People and organization structure must scale closely together. When we scale from one engineering team to multiple teams, it’s more than just splitting one group into many groups. New communication patterns emerge, and new concepts arises to accommodate such change.
One process for intentional scaling consists of “squads, chapters, and tour of duty.” The idea of “squads and chapters” is borrowed from the book Accelerate, and the idea of “tour of duty” is inspired by the book the Alliance. The combination of these three ideas serves as a good foundation for a learning engineering culture.
To explain how to scale engineering teams using these concepts, we start with the goals for scaling teams, define those three ideas, and then describe how to put these concepts into action.
Goals
Build sustainable practice to promote growth, collaboration, and learning. When structuring engineering teams, we face a fundamental challenge: project scopes are finite, and personal development is infinite. A group of people works on a project and will reach a stopping point (e.g., deploying to production), but individuals’ growth needs will continue and evolve.
Therefore, we need to build a bridge between finite projects and infinite people needs.
Definitions
Squads. A squad is a cross-functional team consisting of different roles such as engineers, product managers, and designers. A squad collaborates as a single team to deliver one product to customers. Chapters. A chapter comprises members of the same discipline (e.g., the mobile app chapter), who are matrixed across squads and bring specialized knowledge to promote learning and advancement among squad members. Tour of duty. A six-month tour to work on a specific project with a team to deliver specific outcomes.
Put into practice
squad lead (i.e., tech lead)
Each squad has engineers and a tech lead. The squad lead is responsible for
- lead daily standup for the squad
- priority the squad’s engineering work The squad lead will rotate every tour of duty (i.e., six months)
chapter lead
The chapter lead is responsible for
- establish best practice across squads for that chapter (e.g., web best practices)

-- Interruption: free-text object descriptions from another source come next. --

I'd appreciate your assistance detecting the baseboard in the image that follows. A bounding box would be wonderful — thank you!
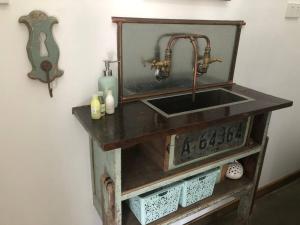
[188,169,300,225]
[255,169,300,199]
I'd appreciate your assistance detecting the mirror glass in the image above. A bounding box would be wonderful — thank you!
[122,23,238,98]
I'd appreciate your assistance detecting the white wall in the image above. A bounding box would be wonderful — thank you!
[0,1,299,225]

- help prioritize engineering work of that chapter across squads A chapter has a lead if it has more than two engineers The chapter lead will rotate every tour of duty (i.e., six months)
tour of duty
Two tours of duty every year: Jan - June, July - Dec Have a performance review after each tour of duty:
- mid-year review: end of June
- year-end review (adjust compensation): end of Dec Goals of performance review
- Review team feedback for the last tour of duty
- Establish new career goals
- Establish a new tour of duty
To create a new tour of duty, an engineer can:
- switch between squads to work on a different project
- stay on the current squad to continue on the same project
- switch roles within a squad (e.g., become a squad lead for the new tour, or switch from being a squad lead to a squad member)
- switch roles within a chapter (e.g., become a chapter lead for the new tour, or switch from being a chapter lead to a chapter member)
The cadence of each tour may vary based on a company’s business cycle. To uphold this process requires people managers to shepherd squads and chapters.